People talk about The Hunt as if it’s your “comeback” after the initial success of Festen. Do you see it that way?
Thomas Vinterberg: I was trapped a little bit artistically, in the sense that I felt I had completed something. I went down a path that was so suitable for me, I really enjoyed this whole Dogme thing, it was like, created for my needs and then boom – I hit the target. And there was nothing more to do there, to explore. And that created a situation where I had to do a complete U-turn and start exploring all sorts of different territories.
So has the past decade been a difficult time for you professionally?
Thomas Vinterberg: It was turbulent and painful and confusing but also a fairy tale. And I ended up doing my most precious film – I know I’m alone in thinking that. It’s All About Love for me is my richest film. It’s maybe dramatically dysfunctional sometimes but for me, it’s my richest film. I’m trying to come back to what I did at film school, because I felt it was less corrupted, more pure. Less strategic.

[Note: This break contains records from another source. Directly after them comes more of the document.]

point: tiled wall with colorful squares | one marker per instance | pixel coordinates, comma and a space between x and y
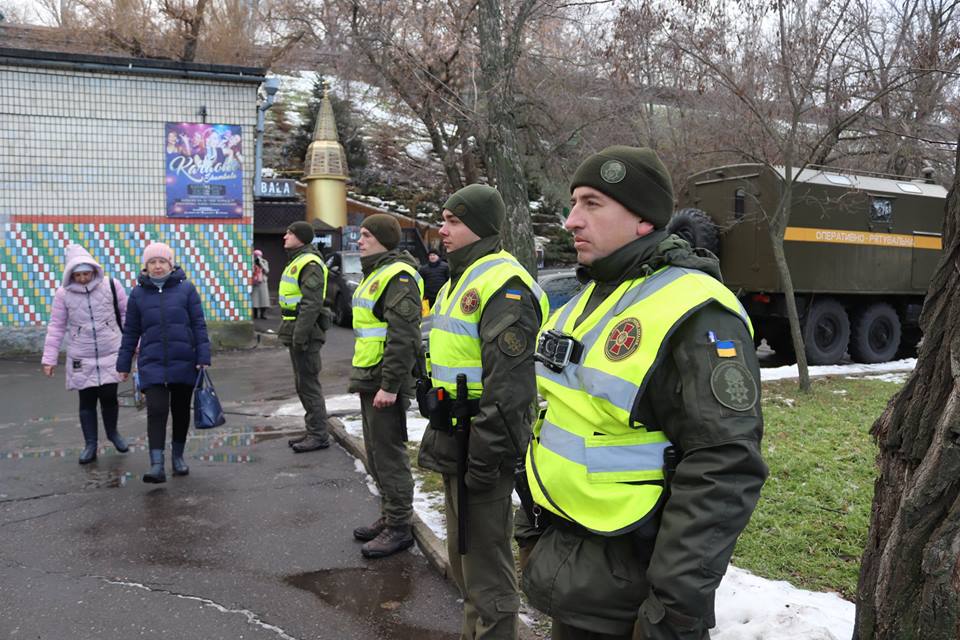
214, 256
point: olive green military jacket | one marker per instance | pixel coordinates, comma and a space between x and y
399, 307
684, 553
502, 427
312, 319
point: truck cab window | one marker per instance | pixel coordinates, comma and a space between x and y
739, 204
881, 211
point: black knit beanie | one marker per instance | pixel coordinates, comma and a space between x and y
634, 177
303, 230
479, 207
384, 228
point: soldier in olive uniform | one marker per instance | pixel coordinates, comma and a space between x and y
386, 326
484, 326
664, 391
301, 294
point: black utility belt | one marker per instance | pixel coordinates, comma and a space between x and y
437, 405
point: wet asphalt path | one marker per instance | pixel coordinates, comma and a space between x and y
255, 543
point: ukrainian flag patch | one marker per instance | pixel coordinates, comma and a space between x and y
726, 349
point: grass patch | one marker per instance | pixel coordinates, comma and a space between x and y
811, 523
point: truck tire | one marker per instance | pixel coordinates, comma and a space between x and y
875, 335
696, 227
826, 332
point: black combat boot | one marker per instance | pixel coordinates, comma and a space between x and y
180, 467
390, 541
110, 416
369, 533
88, 424
156, 474
311, 443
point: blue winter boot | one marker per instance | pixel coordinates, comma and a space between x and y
156, 474
88, 424
180, 467
110, 417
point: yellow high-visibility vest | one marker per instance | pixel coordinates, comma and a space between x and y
370, 332
455, 345
288, 293
587, 462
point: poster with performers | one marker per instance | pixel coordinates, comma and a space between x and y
204, 170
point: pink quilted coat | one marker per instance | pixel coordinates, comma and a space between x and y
84, 314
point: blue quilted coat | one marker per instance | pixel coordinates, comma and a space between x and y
169, 325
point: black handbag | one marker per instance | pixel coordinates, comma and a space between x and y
207, 412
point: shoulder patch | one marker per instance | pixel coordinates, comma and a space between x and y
512, 341
469, 301
733, 386
622, 340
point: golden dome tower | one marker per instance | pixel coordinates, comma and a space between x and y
325, 170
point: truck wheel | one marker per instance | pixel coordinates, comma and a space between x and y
826, 332
696, 227
875, 336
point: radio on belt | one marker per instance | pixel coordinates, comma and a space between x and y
556, 350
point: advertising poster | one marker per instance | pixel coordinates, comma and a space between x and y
204, 170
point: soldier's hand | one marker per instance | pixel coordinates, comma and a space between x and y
384, 399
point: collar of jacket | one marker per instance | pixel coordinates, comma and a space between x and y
176, 277
645, 255
463, 257
293, 253
371, 263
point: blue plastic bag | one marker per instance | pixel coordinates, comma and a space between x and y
207, 412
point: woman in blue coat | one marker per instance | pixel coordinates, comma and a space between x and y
165, 316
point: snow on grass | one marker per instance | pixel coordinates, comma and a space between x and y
749, 606
790, 371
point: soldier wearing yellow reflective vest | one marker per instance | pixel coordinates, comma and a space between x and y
645, 465
484, 326
303, 287
386, 328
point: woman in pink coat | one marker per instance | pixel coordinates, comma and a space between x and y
85, 311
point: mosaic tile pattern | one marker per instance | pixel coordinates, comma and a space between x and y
214, 256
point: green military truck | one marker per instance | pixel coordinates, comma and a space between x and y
861, 251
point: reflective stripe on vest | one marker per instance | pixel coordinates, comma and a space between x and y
455, 345
288, 293
589, 462
369, 330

This is your first time working with Mads Mikkelsen, as he was previously associated with your fellow Danish director Nicolas Winding Refn. Was there an element of rivalry that kept you two apart for so long?
Thomas Vinterberg: I had another reason for not using him - I found him far too handsome! And I tried to dress him down in this film but I didn’t really succeed, it's just not possible. To be honest I’m not supporting that [rivalry] theory so strongly because what I find in our country, on the contrary, is a sense of community. Lars [Von Trier] just sent me his new script two days ago, and I just sent him mine. There’s a lot of collaboration among directors. Of course we’re competitors and egomaniacs and vain and, yes, there are Danish directors I don’t wish well – I won’t say names – but these games like in every schoolyard are happening. For me, I always wanted to work with Mads and I’m now even more confirmed in my theories about how good he is.
The ending is a real talking point. But apparently you shot more than one…
Thomas Vinterberg: This ending was in first cut and I felt really good about it. Then I tried to imagine the other endings and I couldn’t. But we discussed it over and over again and obviously this ending would be dissatisfying to some people… I won’t go into it because I find that a slippery slope, not because I want to be impolite or try to be mysterious. This is what we present to you. What’s in the kitchen stays in the kitchen.